Guy Gilles et Geneviève Thénier, tournage de "L'amour à la mer " (1965) |
On s’est croisé dans un couloir de salles de montage. Salles Washington? Chez Filmax ? Sûrement par là, c’est vague. Je montais un court métrage, Reicheinbach et Braunberger étaient dans le coup, à part cela aucun souvenir.
Nous étions en 64. J’avais commencé en 61 mon apprentissage de monteuse : Labo LTC, stagiaire par-ci par-là, un peu sur Cléo d’Agnès Varda, sur Adieu Philippine de Rozier et assistante sur quelques longs métrages. Au bout de ces trois ans, la technique je connaissais - les masters , les marrons, les piétages, les négatifs, internégatifs, l’étalonnage, la synchro, classer… tout cela je savais. Aussi dégagée de contraintes matérielles, c’est la tête libre que je pouvais rêver de « monter » et collaborer, avec quelqu’un qui aurait imaginé et tourné une histoire. J’aimais le cinéma, l’image beaucoup, le son beaucoup, la musique, les chansons, et comme Guy, Cocteau, Godard, Visconti, Pasolini et son Accatone, Antonioni, Melville, Rossellini, Resnais, Varda, Proust, entre autres!
Mon look a du jouer, et pour lui qui venait de tourner à Brest toutes les séquences de L’Amour à la mer, il ne manquait qu’une monteuse androgyne, qui dans cet hiver glacial s’habillait d’un véritable caban de la Marine Nationale ! J’étais raccord, ça fait partie de la rencontre … Il faut imaginer les années avant 68, les tenues des filles, la mentalité ambiante même dans le milieu cinéma ! Il faut savoir que lorsque nous allions en équipe sur les Champs prendre un café au passage du Lido, tous en blousons de jeans, on était regardés, désignés, et assez contents de l’être d’ailleurs. Mais quelle impossibilité à vous d’imaginer cela ! Guy n’avait pas l’allure du metteur en scène de cette époque, plutôt d’un celle "voyou". Mais comme nous étions irréprochables sur le plan savoir/travail, dans les labos en tous cas nous étions respectés.
Guy m’a appelée un soir, et après discussion sur le cinéma, le montage, l’argent – je ne pouvais absolument pas travailler gratuitement - on s’est mis d’accord et très vite nous avons commencé. Nous étions fin octobre je pense, il faisait très froid cette année-là, il a neigé sur Paris, c’était bien pour les séquences qui manquaient au tournage.
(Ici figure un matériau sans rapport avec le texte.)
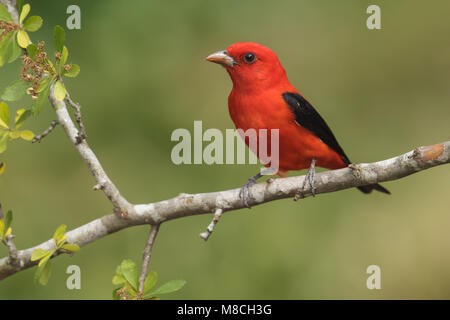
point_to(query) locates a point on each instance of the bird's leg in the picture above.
(310, 179)
(245, 193)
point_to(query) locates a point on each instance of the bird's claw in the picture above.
(245, 193)
(310, 179)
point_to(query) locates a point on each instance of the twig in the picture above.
(185, 205)
(12, 255)
(47, 131)
(146, 256)
(121, 205)
(82, 132)
(205, 235)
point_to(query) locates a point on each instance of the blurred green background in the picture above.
(383, 93)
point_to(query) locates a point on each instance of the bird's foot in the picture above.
(309, 178)
(245, 193)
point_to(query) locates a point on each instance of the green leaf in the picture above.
(8, 219)
(129, 271)
(23, 39)
(4, 115)
(37, 104)
(119, 271)
(24, 13)
(43, 84)
(19, 4)
(63, 59)
(61, 241)
(3, 143)
(33, 23)
(16, 51)
(9, 49)
(14, 134)
(150, 281)
(73, 71)
(4, 14)
(45, 273)
(32, 50)
(27, 135)
(38, 254)
(21, 116)
(60, 38)
(115, 295)
(118, 279)
(15, 90)
(59, 91)
(72, 247)
(46, 258)
(169, 287)
(60, 231)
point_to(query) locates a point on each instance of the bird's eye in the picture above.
(249, 57)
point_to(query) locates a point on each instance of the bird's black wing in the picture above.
(309, 118)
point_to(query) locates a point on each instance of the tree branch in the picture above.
(103, 182)
(47, 131)
(146, 256)
(193, 204)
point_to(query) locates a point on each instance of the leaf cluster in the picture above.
(44, 269)
(127, 276)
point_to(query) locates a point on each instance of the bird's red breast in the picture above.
(256, 101)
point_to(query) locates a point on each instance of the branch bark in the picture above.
(147, 255)
(128, 215)
(184, 205)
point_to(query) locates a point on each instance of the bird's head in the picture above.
(250, 65)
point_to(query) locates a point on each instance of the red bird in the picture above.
(263, 98)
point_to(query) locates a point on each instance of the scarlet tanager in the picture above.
(263, 98)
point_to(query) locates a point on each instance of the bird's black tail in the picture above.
(370, 187)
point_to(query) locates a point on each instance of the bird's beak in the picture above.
(221, 57)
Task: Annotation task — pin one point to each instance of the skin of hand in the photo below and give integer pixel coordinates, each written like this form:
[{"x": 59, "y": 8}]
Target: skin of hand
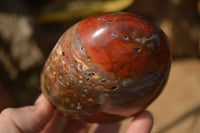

- Comment s'est passé le montage du film : au fur et à mesure du tournage ou bien à la fin?
Le montage s’est fait dans l’ordre chronologique. Tout n’était pas tourné, mais comme je l’ai déjà dit le début et Brest oui. La chanson du générique, Geneviève et sa logeuse, Deauville, le souvenir de la rencontre … nous avons commencé et enchaîné simplement, les choses fonctionnaient entre elles…entre nous, le rythme s’est mis en place.
Au début je n’avais pas d’assistant, et à l’époque du montage en film, on était vite enseveli sous les chutes, les doubles, les collures, les manips, il y avait un boulot fou. Mais j’ai toujours aimé ça !je n’étais pas effrayée, toute au bonheur de monter mon premier long métrage. J’avais peu traîné dans mon rôle d’assistante, je n’avais aucune déformation de « pro », et j’étais complètement disponible à toute tentative de montage. C’était pour ce genre de films que j’étais partie travailler dans le cinéma... Le film prenait tournure, on bossait, on était joyeux, insouciants un peu aussi, pas paresseux. Au montage ça compte (énormément), nous ne lâchions une séquence que vraiment contents. En fin de journée, comme nous étions dans l’antre de Filmax (loueur de projections privées), on s’arrangeait pour visionner le travail fait sur grand écran, c’était génial. Pour une équipe aussi fauchée, il y avait là une sensation de luxe assez marrante. L’équipe s’agrandissait quelquefois de copains de Guy qui « voulaient apprendre », dont un surtout très "embrouilles "au final.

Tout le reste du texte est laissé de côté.